More Attorneys General are waking up to the foreclosure fraud nightmare, and acting in the interests of their constituents. Martha Coakley, the Massachusetts Attorney General also known as history’s greatest monster, showed why she would have actually been a pretty decent Senator by calling for a statewide moratorium in the Bay State.

“Our office has been extremely active in holding major banks and Wall Street firms accountable during this foreclosure crisis. We are concerned about the revelations that Bank of America and other major lenders have failed to properly review foreclosure documentation,” Coakley said yesterday in a statement. “Our office is now investigating this apparent failure of major creditors to follow state foreclosure law to ensure that Massachusetts homeowners are properly protected. In light of these revelations, we are asking Bank of America and other major creditors to cease foreclosure proceedings for Massachusetts homeowners until they can demonstrate that they have complied with Massachusetts law.”

Massachusetts is one of the states where judicial sign-off is not required for foreclosures, so it’s significant that Coakley still wants a moratorium. But it’s impossible to ignore the reality of the fraud; as one lawyer says in the story, “We have had thousands, maybe hundreds of thousands of foreclosures around the country by entities that did not have the right to foreclose.”

Executive Vice President of the AFL-CIO Arlene Holt Baker wants a national moratorium, and the banks would actually do well to heed that call. By mucking up the paperwork and confusing the ownership of perhaps millions of homes, the lenders have created what has come to be known as blighted titles.

U.S. courts are clogged with a record number of foreclosures. Next, they may be jammed with suits contesting property rights as procedural mistakes in those cases cloud titles establishing ownership.

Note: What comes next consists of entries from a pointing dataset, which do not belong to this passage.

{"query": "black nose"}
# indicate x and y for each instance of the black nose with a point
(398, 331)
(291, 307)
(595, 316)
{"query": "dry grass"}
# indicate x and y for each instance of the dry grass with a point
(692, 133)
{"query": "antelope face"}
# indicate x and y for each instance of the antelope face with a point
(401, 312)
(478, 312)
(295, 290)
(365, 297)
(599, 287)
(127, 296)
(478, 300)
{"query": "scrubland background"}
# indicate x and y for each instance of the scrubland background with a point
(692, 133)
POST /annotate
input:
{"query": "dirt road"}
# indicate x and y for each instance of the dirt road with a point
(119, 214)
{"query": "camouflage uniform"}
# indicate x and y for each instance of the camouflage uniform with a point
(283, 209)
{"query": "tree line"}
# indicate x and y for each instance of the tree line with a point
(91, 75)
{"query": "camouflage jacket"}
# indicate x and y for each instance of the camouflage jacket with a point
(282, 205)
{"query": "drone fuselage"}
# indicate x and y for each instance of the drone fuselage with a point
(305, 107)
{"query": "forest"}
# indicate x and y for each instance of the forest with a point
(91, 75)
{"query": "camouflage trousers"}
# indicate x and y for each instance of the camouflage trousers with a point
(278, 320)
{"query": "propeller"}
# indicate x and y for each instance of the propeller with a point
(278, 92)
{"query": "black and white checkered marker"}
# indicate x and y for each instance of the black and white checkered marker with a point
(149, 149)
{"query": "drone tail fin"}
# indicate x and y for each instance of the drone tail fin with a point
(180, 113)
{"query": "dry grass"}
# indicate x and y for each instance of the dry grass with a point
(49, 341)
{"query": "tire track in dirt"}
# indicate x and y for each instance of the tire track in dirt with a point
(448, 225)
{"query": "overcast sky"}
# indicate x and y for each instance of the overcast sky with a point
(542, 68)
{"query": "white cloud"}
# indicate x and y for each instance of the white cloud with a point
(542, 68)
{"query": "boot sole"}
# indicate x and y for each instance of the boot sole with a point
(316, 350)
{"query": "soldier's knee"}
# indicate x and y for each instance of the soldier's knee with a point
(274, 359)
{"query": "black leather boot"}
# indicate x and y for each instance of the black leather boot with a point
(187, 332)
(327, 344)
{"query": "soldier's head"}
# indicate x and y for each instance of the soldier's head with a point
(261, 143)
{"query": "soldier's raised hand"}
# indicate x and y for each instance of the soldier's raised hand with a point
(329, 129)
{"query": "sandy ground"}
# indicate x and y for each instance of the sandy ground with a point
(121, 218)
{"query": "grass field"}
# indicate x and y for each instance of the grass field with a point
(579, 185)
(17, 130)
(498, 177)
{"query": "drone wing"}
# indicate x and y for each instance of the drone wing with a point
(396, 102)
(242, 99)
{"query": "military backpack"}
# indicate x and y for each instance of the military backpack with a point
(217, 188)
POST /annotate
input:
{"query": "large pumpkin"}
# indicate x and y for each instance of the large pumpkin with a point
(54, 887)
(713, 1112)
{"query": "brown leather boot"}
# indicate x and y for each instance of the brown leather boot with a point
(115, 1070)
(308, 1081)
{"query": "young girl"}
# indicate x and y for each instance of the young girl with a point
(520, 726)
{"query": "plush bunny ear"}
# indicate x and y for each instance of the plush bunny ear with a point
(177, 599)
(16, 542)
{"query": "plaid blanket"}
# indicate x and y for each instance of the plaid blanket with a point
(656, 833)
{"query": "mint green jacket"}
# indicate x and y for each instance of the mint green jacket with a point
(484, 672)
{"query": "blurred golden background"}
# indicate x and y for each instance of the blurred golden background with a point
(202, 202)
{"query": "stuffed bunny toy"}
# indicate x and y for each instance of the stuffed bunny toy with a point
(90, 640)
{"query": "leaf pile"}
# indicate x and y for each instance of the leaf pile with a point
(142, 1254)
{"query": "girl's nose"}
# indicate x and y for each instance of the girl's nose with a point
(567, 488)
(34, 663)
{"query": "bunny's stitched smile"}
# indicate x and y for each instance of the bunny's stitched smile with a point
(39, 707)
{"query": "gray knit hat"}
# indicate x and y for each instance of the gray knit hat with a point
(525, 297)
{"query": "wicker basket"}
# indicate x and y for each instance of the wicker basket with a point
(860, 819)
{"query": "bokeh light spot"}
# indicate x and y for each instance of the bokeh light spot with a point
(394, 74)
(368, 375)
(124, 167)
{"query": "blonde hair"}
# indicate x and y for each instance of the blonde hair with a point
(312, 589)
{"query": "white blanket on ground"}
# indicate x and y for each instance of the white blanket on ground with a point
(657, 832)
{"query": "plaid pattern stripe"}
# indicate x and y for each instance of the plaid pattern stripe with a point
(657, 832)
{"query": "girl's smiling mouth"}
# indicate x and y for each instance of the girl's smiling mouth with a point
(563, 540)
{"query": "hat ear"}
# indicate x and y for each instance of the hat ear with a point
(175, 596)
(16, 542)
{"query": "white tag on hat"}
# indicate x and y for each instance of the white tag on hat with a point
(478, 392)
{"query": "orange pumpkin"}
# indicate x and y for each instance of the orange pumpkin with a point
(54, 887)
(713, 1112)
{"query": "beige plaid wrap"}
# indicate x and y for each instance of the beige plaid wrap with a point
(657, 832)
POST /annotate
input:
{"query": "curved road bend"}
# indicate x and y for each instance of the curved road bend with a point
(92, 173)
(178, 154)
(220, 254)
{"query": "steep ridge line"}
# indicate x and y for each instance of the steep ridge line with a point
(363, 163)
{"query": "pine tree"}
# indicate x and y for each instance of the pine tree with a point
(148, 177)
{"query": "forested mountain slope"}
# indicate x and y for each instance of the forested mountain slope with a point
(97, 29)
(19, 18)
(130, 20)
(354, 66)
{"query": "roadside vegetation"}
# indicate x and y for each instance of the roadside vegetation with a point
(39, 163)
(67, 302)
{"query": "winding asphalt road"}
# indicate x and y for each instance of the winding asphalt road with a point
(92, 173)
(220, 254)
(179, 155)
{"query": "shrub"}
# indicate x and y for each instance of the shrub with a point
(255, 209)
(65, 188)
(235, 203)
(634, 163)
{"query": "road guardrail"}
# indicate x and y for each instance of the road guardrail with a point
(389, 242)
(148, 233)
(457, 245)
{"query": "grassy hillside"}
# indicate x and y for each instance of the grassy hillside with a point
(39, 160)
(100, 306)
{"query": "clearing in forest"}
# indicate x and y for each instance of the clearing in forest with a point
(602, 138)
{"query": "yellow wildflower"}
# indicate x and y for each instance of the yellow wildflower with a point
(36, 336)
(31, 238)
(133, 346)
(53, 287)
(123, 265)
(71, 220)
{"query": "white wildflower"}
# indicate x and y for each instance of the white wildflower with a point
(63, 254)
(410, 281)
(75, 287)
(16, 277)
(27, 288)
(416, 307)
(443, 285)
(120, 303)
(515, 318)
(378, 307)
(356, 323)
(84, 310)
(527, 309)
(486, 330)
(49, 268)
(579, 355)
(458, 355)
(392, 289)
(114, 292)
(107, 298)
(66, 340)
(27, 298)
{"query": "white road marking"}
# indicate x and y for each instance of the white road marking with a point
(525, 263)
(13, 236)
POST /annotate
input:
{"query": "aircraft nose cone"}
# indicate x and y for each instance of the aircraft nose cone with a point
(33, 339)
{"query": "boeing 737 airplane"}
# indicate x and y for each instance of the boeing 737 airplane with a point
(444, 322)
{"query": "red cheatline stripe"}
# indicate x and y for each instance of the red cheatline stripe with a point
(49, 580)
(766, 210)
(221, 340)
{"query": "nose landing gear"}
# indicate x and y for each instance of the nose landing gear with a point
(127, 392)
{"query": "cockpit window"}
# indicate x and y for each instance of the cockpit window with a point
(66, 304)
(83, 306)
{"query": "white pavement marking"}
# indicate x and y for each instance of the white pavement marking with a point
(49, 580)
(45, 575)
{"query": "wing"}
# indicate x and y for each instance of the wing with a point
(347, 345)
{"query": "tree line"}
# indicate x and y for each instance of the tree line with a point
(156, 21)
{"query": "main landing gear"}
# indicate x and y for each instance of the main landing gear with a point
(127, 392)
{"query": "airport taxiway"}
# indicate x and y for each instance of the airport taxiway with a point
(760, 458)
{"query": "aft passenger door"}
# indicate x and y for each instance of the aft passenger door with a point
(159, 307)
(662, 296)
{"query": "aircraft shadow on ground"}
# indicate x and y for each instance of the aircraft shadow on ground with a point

“Defective documentation has created millions of blighted titles that will plague the nation for the next decade,” said Richard Kessler, an attorney in Sarasota, Florida, who conducted a study that found errors in about three-fourths of court filings related to home repossessions [...]

Such mistakes may allow former owners to challenge the repossession of homes long after the properties are resold, according to Kessler. Ownership questions may not arise until a home is under contract and the potential purchaser applies for title insurance or even decades later as one deed researcher catches errors overlooked by another. A so-called defective title means the person who paid for and moved into a house may not be the legal owner.

“It’s a nightmare scenario,” said John Vogel, a professor at the Tuck School of Business at Dartmouth College in Hanover, New Hampshire. “There are lots of land mines related to title issues that may come to light long after we think we’ve solved the housing problem.”

The New York Times put it best in an editorial today – the same disregard for rules and standards of documentation on the way up the housing bubble is becoming apparent with respect to foreclosures on the way down. And it’s “yet another reminder that it is folly to rely on banks that got us into this mess to get us out.”

This could absolutely destroy states with a high number of foreclosures like Florida. And the NYT is also right to trace this back to the failure of HAMP. It’s in the best interest of homeowners and banks, now even more so, to modify loans and keep people in their homes. But instead of a program that forces lenders and borrowers to work out an affordable solution, HAMP created a confusing, voluntary process entirely at the discretion of the lenders.

The government now has an obligation to step in and get realistic modifications done, if only avoid this foreclosure fraud nightmare that could resonate for decades with properties where the title holder is virtually unknown. There’s even a credible model for what the government could do, which I’ll tackle in a later post.